According to a  Safford Police report, an officer was southbound in the 200 block of 6th Avenue at about 1:21 a.m. when he noticed a gray, 2013 Nissan sedan parked more than two feet from the curb. According to city code, vehicles parked on streets must be no more than 18 inches from the curb.

Contributed Photo/Courtesy GCSO: Jonathan Ingram

The officer stopped at the car and noticed the vehicle’s engine was running and there was a man behind the wheel along with a woman for a passenger.

After informing the occupants of the infraction, the officer inquired what they were doing parked where they were and the woman said she was there to pick up her dog, while the driver, later identified as Ingram, said he was simply giving the woman a ride home. The woman then advised she lives in the Thunderbird Mobile Home Park, which is south of Safford.

A warrant check showed Ingram had a revoked driver’s license and the woman’s driver’s license was suspended.
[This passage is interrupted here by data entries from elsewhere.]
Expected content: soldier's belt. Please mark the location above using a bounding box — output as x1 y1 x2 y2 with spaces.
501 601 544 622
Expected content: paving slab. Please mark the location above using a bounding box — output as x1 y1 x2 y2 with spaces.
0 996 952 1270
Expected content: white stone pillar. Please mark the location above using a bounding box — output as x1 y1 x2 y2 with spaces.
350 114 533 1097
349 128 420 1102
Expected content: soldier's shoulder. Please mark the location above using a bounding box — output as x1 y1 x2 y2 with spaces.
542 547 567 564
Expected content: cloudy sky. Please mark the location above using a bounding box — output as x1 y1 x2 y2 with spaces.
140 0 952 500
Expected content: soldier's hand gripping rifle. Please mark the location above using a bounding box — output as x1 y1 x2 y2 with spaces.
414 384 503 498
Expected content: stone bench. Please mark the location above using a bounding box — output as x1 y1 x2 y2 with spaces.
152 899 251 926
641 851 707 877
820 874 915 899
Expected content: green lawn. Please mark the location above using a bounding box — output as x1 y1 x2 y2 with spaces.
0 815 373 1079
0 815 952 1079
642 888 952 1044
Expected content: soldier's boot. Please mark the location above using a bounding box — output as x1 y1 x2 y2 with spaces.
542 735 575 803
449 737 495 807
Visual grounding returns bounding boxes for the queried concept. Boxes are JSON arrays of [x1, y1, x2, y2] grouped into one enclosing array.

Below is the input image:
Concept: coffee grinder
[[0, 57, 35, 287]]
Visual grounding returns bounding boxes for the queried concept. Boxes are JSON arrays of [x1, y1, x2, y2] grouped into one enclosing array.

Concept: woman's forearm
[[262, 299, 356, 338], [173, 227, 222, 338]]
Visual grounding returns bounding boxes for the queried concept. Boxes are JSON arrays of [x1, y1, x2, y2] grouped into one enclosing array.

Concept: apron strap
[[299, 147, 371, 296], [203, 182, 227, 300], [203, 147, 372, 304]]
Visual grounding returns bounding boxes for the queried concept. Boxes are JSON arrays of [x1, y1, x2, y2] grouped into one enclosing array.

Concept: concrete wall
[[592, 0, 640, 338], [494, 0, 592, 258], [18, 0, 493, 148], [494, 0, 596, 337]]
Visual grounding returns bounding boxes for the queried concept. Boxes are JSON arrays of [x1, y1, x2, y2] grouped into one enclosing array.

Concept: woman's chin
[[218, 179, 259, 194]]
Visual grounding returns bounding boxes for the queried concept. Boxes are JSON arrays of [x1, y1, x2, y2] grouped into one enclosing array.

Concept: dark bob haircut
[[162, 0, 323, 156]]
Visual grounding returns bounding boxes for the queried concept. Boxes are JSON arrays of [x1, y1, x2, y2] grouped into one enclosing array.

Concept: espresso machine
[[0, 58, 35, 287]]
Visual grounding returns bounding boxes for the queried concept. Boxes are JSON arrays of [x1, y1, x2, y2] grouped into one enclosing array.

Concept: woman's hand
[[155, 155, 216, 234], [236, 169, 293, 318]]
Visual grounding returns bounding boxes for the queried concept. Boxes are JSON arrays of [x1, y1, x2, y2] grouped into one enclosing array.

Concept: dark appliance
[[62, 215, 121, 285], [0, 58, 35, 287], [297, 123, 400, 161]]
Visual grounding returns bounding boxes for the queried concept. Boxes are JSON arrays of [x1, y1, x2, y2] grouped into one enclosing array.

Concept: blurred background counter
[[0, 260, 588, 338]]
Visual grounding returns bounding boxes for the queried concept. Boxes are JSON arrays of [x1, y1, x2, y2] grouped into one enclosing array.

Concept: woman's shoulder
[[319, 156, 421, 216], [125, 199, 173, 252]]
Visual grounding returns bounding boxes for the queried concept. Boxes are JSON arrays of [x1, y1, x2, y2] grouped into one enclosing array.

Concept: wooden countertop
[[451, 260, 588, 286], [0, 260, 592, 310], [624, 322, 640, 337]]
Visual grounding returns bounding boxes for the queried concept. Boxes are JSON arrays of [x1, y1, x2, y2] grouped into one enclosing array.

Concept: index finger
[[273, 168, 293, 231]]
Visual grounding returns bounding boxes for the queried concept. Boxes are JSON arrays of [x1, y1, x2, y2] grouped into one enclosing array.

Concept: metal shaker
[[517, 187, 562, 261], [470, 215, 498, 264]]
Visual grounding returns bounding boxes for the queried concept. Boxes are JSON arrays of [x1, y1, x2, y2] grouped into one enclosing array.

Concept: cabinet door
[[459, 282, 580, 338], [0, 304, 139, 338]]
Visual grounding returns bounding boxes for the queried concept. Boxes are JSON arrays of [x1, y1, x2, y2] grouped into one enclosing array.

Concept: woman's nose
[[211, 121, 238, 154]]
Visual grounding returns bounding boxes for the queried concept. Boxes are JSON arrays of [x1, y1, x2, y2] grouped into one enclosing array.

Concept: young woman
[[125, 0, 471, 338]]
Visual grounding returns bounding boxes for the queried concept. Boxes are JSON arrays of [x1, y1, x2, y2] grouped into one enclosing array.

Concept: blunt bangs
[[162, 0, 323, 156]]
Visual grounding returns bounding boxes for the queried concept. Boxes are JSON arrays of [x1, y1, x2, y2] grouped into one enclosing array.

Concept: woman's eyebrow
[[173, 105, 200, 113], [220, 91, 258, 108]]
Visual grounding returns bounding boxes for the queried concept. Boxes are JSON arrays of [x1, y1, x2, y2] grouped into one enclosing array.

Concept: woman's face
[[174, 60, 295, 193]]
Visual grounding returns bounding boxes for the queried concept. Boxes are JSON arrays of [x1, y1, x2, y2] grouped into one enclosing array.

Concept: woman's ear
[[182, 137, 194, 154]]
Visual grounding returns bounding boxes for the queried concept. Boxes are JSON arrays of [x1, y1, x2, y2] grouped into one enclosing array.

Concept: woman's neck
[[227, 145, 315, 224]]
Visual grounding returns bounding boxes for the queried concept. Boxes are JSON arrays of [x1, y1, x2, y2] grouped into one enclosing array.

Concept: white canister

During the entire episode, the officer reported Ingram appeared nervous and the officer believed he was under the influence of some type of drug.

Ingram eventually came clean and handed over a digital scale from his pocket that is commonly used to weigh illicit substances. He advised he had “a lot” of meth and some needles on him and gave the officer a black fabric bag.

Inside the bag was a plastic baggie with 10 grams of meth, seven smaller baggies each with a gram of meth, some needles, and a meth pipe.

Ingram allegedly told the officer that all the meth was for his personal use and that he uses one gram per day. He advised the meth was just given to him but that the current going rate for meth is just $40 per gram, down from $80-$100 per gram because of the increased quantity flooding in from Mexico. He later allegedly said he was indeed trying to sell the meth and that he currently did not have a job. 

The woman was released from the scene, and the car was released to Ingram’s grandmother. Ingram was then transported to the jail and booked on the charges listed above.